The men are believed to have been working with the poisonous, colourless gas, Hydrogen Sulphide, at Ballance Agri-Nutrients on Hewletts Road when they accidently inhaled fumes about 4.53pm, say emergency services.
Two men were taken to Tauranga Hospital as a precaution after inhaling hydrogen sulphide.
Mount Maunganui St John Paramedic shift manager Gary Bishell says ambulance staff were called to the scene to treat the two patients.
“A 40-year-old Te Puke man and a 57-year-old Tauranga man were both taken to Tauranga Hospital as a precaution.”
Both men have since been discharged from hospital, says a Bay of Plenty District Health Board communications spokesperson.
Mount Maunganui, Tauranga and Greerton Fire Brigades were also called to the incident.
Northern Fire Communications shift manager Megan Ruru says ambulance staff requested assistance from firefighters but the brigades were not required to do anything when they arrived at the scene.
Ballance Agri-Nutrients general manager of fertiliser operations and distribution Greg Delaney says emergency services were called to Ballance’s superphosphate manufacturing plant at Mount Maunganui late yesterday afternoon."
Greg says emergency services werecalled because one person collapsed and two men, who were inside the laboratory at the time of the incident, were taken to hospital as a precaution.
"As the incident occurred in the laboratory, with the potential for exposure to chemicals and gases, Hazmat and the fire brigade were alerted by emergency services.

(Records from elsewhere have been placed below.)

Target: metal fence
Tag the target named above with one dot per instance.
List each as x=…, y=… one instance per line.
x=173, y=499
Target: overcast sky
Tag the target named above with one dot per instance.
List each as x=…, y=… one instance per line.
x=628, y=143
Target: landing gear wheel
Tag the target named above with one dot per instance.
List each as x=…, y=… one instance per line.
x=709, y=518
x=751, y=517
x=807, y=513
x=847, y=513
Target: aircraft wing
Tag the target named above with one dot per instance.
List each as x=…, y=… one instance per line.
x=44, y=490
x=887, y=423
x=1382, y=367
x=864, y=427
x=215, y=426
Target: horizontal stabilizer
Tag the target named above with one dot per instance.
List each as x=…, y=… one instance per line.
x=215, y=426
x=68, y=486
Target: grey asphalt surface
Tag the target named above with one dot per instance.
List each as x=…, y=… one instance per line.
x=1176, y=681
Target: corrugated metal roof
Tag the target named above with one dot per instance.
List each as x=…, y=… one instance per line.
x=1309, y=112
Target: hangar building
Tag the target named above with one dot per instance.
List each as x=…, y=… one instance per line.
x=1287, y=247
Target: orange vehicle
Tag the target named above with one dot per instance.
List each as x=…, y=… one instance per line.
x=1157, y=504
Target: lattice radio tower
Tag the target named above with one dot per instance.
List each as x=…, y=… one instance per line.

Investigations and atmosphere testing confirmed the area was safe.
"At this stage the cause of the collapse is unknown."
Hydrogen sulphide is the chemical compound with the formula H2S. It is a colourless gas with the characteristic smell of rotten eggs. It is heavier than air, poisonous, corrosive, flammable and explosive.
Swedish chemist Carl Wilhelm Scheele is credited with having discovered hydrogen sulfide in 1777.